You are viewing a plain text version of this content. The canonical link for it is here.
Posted to commits@flink.apache.org by az...@apache.org on 2019/11/07 21:56:11 UTC

[flink] 20/21: [FLINK-14631] Account for netty direct allocations in direct memory limit (Netty Shuffle)
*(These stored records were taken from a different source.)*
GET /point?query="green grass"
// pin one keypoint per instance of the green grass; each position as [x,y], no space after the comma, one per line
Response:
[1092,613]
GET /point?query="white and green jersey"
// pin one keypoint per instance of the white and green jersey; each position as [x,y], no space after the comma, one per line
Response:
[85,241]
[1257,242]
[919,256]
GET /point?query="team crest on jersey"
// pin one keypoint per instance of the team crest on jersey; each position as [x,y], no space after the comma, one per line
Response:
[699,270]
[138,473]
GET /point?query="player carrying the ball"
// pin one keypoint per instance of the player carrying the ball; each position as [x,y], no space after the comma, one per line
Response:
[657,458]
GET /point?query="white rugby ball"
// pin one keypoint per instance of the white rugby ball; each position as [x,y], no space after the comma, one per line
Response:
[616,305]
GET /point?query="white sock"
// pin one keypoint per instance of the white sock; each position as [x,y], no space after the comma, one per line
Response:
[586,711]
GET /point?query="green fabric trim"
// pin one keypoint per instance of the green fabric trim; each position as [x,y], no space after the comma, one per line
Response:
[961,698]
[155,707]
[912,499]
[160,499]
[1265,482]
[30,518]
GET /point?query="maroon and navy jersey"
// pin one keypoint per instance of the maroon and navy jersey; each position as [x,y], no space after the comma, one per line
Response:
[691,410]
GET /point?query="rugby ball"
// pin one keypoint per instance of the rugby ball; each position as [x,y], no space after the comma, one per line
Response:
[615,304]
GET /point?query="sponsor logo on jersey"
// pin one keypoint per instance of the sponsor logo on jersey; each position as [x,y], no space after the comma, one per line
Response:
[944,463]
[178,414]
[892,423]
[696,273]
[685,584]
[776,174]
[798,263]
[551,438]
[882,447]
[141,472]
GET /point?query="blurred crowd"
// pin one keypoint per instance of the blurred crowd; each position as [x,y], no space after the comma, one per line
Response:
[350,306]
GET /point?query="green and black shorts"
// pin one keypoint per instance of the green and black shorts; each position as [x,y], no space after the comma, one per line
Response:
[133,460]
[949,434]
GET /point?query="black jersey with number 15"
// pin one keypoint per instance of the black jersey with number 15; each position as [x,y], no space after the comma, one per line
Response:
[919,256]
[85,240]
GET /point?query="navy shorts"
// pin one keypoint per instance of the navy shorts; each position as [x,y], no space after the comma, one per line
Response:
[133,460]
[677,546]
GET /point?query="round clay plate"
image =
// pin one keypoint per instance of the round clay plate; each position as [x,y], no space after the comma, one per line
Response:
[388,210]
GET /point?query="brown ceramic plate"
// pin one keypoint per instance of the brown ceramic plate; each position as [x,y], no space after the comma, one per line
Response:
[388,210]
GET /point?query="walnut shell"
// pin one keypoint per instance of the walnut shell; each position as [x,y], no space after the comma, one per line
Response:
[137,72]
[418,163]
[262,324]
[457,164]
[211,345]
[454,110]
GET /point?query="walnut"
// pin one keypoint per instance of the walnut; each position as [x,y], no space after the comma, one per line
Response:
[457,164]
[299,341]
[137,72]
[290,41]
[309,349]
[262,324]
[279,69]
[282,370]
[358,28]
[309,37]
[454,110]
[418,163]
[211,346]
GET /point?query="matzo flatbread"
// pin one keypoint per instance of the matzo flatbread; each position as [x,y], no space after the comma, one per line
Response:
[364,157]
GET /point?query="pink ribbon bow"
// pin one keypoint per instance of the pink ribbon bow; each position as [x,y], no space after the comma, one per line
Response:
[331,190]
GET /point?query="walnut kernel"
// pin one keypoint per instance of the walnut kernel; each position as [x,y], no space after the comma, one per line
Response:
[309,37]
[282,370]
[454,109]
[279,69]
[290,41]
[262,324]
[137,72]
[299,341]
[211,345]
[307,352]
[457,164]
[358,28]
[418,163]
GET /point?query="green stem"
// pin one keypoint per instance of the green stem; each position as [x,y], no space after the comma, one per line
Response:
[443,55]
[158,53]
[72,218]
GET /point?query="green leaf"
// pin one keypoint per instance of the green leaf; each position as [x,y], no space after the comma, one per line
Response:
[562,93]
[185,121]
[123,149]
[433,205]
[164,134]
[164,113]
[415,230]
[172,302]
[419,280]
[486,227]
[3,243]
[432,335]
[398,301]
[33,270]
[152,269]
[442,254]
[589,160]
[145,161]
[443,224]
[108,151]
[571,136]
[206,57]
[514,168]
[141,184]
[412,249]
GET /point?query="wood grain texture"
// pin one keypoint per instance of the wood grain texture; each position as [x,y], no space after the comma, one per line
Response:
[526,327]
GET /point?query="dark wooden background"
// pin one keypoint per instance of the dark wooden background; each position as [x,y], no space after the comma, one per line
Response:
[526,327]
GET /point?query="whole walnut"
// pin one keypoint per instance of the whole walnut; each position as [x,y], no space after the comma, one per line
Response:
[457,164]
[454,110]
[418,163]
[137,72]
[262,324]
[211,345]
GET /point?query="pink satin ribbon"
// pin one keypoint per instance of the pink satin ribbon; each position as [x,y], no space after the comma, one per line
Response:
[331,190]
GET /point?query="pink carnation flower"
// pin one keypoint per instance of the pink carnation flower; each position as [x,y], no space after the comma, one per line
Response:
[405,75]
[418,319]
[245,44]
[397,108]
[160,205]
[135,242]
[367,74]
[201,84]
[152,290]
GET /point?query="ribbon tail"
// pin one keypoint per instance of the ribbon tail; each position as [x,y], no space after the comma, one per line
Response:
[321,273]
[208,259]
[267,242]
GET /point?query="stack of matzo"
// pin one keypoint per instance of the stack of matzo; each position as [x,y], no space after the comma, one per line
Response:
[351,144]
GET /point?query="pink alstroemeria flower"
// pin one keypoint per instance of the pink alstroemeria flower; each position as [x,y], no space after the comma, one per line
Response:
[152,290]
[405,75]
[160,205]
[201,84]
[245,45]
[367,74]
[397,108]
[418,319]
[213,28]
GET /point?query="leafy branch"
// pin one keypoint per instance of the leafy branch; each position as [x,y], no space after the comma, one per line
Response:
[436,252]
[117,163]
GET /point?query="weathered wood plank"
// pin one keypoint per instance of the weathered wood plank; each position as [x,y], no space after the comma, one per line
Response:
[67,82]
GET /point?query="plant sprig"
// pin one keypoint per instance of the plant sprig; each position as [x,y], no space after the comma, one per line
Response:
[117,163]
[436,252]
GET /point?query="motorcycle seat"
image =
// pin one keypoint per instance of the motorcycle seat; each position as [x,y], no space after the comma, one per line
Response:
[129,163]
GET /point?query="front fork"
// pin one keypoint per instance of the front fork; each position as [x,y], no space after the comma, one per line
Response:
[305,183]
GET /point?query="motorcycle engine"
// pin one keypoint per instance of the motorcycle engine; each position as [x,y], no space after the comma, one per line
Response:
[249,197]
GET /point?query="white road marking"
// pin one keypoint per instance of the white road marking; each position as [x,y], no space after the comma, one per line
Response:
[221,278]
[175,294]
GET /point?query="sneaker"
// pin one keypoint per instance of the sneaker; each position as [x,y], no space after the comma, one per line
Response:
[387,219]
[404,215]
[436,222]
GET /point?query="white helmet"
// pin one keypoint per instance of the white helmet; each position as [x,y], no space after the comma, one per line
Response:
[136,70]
This is an automated email from the ASF dual-hosted git repository.

azagrebin pushed a commit to branch FLINK-13986-flip49-cleanup-e2e
in repository https://gitbox.apache.org/repos/asf/flink.git

commit b8c6a4cdfab29447dc1cfc74d37c1a4c34217717
Author: Andrey Zagrebin <az...@apache.org>
AuthorDate: Wed Nov 6 17:24:28 2019 +0100

    [FLINK-14631] Account for netty direct allocations in direct memory limit (Netty Shuffle)
    
    At the moment after FLINK-13982, when we calculate JVM direct memory limit, we only account for memory segment network buffers but not for direct allocations from netty arenas in org.apache.flink.runtime.io.network.netty.NettyBufferPool. We should include netty arenas into shuffle memory calculations.
---
 .../test-scripts/test_batch_allround.sh            |  4 +--
 .../TaskExecutorResourceUtils.java                 |  6 +++-
 .../runtime/io/network/netty/NettyBufferPool.java  |  2 ++
 .../runtime/io/network/netty/NettyConfig.java      | 10 ++++--
 .../NettyShuffleEnvironmentConfiguration.java      | 39 ++++++++++++++++++----
 .../TaskExecutorResourceUtilsTest.java             |  6 +++-
 .../NettyShuffleEnvironmentConfigurationTest.java  | 16 +++++++++
 .../example/failing/JobSubmissionFailsITCase.java  |  6 +++-
 .../test/streaming/runtime/BackPressureITCase.java |  4 ++-
 .../apache/flink/yarn/YarnConfigurationITCase.java |  4 +--
 10 files changed, 79 insertions(+), 18 deletions(-)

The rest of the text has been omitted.